Why is this slow? Not because pandas is "bad" — because of where the iteration lives. rolling(period).apply(lambda ...) is a Python-level loop wearing a vectorized costume. For every one of 150,000 bars, pandas materializes a window, crosses the C/Python boundary, invokes a Python callable, and boxes the result. Even with raw=True (which at least hands the lambda a bare ndarray instead of a Series), the per-call interpreter overhead dwarfs the ~dozens-to-hundreds of FLOPs the window actually needs. Multiply by seven WMA passes per combo, and the indicator stack alone is millions of interpreter round-trips. Then the bar loop runs another 150,000 interpreted iterations per combo, each doing bounds-checked indexing on numpy scalars, boxing floats, and dispatching dynamically on types the interpreter re-discovers every single time.

The result: 69.92 s for the sweep, about 0.87 s per combo, a throughput of 1.1 combos per second. On an 80-combo grid you shrug and wait a minute. The problem is that nobody runs 80-combo grids for long — and this cost scales linearly forever. We will come back to that.

Rung M1: numpy — stop calling Python in a loop — 3.07 s, 22.7x

The first rung up eliminates both interpreter loops at once, and it is worth separating the two tricks because they have very different generality.

The indicator side is the easy, fully general one. A weighted moving average over all windows is just a matrix–vector product against a strided view of the input — no copies, one BLAS call:

def vec_wma(x: np.ndarray, period: int) -> np.ndarray:
    w = np.arange(1, period + 1, dtype=np.float64)
    win = np.lib.stride_tricks.sliding_window_view(x, period)  # zero-copy view
    out = np.full(len(x), np.nan)
    out[period - 1:] = win @ w / w.sum()                       # one matvec
    return out

sliding_window_view builds a (n − p + 1, p) view of the same memory, and win @ w computes every window's dot product in compiled code. The million lambda invocations become one library call.

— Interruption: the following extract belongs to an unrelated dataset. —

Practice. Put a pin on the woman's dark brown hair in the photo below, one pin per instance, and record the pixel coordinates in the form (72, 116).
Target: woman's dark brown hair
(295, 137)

The trade side is the interesting one, because the event loop is stateful — and yet, for this kernel, it vectorizes. The insight is that the position at any bar depends only on the sign of HMA − HMA3, not on any trade outcome. State never feeds back into decisions. So the entire loop collapses into "find the sign flips, gather prices at those indices":

d = np.where(h[idx] < h3[idx], 1, -1)             # direction per valid bar
flips = np.flatnonzero(np.diff(d) != 0) + 1       # bars where it crosses
cross = idx[np.concatenate(([0], flips))]         # entry/exit indices
side  = d[np.concatenate(([0], flips))]
entries, exits, s = close[cross[:-1]], close[cross[1:]], side[:-1]
pnl = np.where(s == 1, (exits - entries) / entries,
               (entries - exits) / entries) * 100 - FEE
return float(pnl.sum()), int(pnl.size)

3.07 s, a 22.7x speedup, 26.0 combos per second — on one core, with BLAS pinned to a single thread. This rung deserves a label: it is the competent baseline, the implementation a strong numpy programmer would ship, and the fair yardstick for everything above it. But two honest caveats travel with this rung.

First, this vectorization is a strategy-specific analytical rewrite, not a mechanical transformation. It exists because the kernel is stop-and-reverse with no stops, no trailing exits, no position sizing that depends on running PnL. Add a stop-loss — the most ordinary feature imaginable — and the exit at bar $i$ changes which entry exists at bar $j > i$ , state feeds back into the path, and the closed form evaporates. Most production kernels live on the wrong side of that line.

Second, this is the rung where correctness goes to die. The flip-index bookkeeping (+1 here, [:-1] there, the first-direction seeding) is exactly the kind of code that produces off-by-one execution bugs — the same species of bug our look-ahead taxonomy showed can manufacture a Sharpe of 15 from noise. The equivalence gate is not a formality on this rung; it is the only reason to trust it. Clever vectorized rewrites without an equivalence check against a dumb reference implementation are how engines drift away from the strategy they claim to test.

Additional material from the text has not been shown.